Lutregala Marsh Reserve is important foraging habitat for swamp harriers. There are high numbers of these birds of prey around the marsh during the day. Swamp harriers breed within the saltmarsh habitat, nesting above the water line. Brown falcons and brown goshawks are also likely to forage on the reserve.

In the black peppermint forest on the reserve, sea eagles perch, looking for fish in Simpsons Bay. Masked owls live nearby – the peppermint forest has several trees with large hollows where they could nest.

Lutregala Marsh is an important site for invertebrates that can only live in salty water. Because the saltiness of the marsh differs so much from place to place, lots of different kinds of crustaceans and molluscs live there.


In the less-salty parts of the reserve, there are weeds such as sweet pittosporum and blackberry. The TLC is working to control these.

Neighbouring properties have stock, which could damage the marsh. These animals are kept out by fencing.

Cats hunt in the area surrounding the marsh, so the TLC works with the Bruny Island community to reduce their impact on wildlife.

White-bellied sea eagle. Photo: Peter Vaughan.


Aboriginal heritage at Lutregala Marsh

The Nuenonne people have lived for tens of thousands of years on Bruny Island. They were part of the South East Nation, whose land covered more than 3,500 sq kms. The border of that land runs along the west bank of the River Derwent from New Norfolk to Storm Bay, including the D’Entrecasteaux Channel and Bruny Island as far south as South Cape and inland north to the Huon Valley and New Norfolk. You can read more about this nation in Tasmanian Aborigines, A History since 1803 by Lyndall Ryan. Bruny Island remains a significant place for the traditional owners of this land.

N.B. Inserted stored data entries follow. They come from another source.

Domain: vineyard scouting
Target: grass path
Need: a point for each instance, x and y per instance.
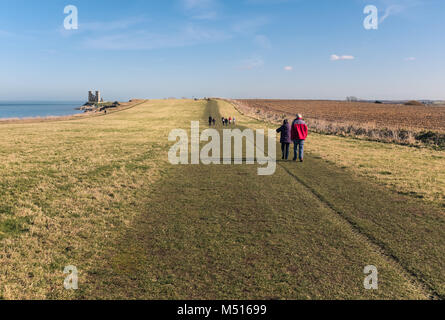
(307, 232)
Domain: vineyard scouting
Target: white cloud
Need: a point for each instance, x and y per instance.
(335, 57)
(142, 40)
(249, 26)
(262, 41)
(391, 10)
(252, 63)
(4, 33)
(201, 9)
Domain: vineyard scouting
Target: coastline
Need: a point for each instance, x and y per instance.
(93, 112)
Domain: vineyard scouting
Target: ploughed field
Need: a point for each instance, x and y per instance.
(384, 115)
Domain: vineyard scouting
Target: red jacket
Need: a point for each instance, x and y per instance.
(299, 130)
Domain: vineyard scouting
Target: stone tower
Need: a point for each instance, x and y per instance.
(94, 98)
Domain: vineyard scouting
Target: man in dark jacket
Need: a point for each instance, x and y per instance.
(299, 133)
(285, 140)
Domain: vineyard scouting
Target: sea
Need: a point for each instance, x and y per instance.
(32, 109)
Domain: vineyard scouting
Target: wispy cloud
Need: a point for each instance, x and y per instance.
(201, 9)
(142, 40)
(335, 57)
(249, 26)
(99, 27)
(391, 10)
(4, 33)
(252, 63)
(396, 7)
(262, 41)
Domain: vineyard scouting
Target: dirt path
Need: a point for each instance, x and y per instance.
(307, 232)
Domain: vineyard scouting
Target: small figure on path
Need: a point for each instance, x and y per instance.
(299, 133)
(285, 139)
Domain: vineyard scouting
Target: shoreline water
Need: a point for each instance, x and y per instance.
(22, 110)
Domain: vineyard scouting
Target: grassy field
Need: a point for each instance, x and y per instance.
(99, 193)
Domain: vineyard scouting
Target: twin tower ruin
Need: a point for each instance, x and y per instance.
(94, 98)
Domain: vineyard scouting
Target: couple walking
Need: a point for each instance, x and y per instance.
(296, 133)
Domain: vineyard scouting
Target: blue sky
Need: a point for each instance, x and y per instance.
(244, 48)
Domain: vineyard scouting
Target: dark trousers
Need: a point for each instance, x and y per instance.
(298, 148)
(285, 150)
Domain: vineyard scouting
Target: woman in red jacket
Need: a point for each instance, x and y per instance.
(298, 135)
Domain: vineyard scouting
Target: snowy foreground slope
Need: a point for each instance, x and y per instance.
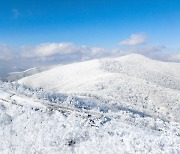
(35, 121)
(132, 81)
(129, 104)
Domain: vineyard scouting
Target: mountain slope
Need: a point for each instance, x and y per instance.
(133, 81)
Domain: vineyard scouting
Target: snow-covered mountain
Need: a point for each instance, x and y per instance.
(132, 81)
(14, 76)
(129, 104)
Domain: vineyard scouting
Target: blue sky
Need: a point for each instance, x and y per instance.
(95, 23)
(43, 32)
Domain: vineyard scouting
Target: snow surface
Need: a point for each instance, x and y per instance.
(132, 81)
(129, 104)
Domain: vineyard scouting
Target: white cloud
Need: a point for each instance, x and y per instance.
(175, 57)
(135, 39)
(149, 49)
(5, 52)
(51, 49)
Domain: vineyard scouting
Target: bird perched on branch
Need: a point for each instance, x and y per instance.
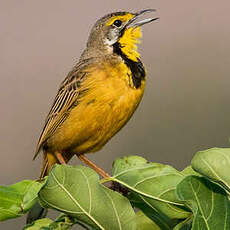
(99, 95)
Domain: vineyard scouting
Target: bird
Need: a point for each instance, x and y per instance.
(99, 95)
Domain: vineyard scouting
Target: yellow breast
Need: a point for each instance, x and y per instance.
(108, 103)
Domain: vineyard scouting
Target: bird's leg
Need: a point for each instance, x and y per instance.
(60, 158)
(84, 159)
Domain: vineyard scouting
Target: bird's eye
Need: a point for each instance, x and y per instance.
(117, 23)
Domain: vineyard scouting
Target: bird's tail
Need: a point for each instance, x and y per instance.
(37, 211)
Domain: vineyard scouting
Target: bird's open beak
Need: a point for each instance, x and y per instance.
(135, 21)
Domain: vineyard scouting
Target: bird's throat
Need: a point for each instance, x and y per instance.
(128, 43)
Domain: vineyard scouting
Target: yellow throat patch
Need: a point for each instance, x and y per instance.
(131, 37)
(128, 43)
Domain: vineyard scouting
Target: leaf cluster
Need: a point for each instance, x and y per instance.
(153, 196)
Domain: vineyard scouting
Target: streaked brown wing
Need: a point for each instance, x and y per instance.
(67, 95)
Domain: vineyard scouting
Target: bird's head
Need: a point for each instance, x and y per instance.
(119, 30)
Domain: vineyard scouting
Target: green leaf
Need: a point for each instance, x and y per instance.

The Nuenonne word, ‘lutregala’, means ‘fine day’ in English. The region around and including Lutregala Marsh was probably used extensively by Nuenonne people before European colonisation of the island and even afterwards. There are lots of shellfish in the large tidal areas on the ocean side of the reserve. In the marsh, people could have hunted animals and collected plant foods.

How Lutegrala Marsh was protected

The site was previously owned by the Tasmanian Conservation Trust. Julian and Christina Sigrist of The Sheepwash, Bruny Island, left the western part of the property to the Trust in a bequest. The Trust bought the eastern portion from Mrs Ruth Bush, of Porongarup WA. In 2005, the Trust decided to sell the property to someone who would conserve it in accordance with the original bequest.

The Tasmanian Land Conservancy bought Lutregala Marsh from the Trust, thanks to many generous donations. The TLC placed a permanent conservation covenant over the reserve in 2008, protecting it forever.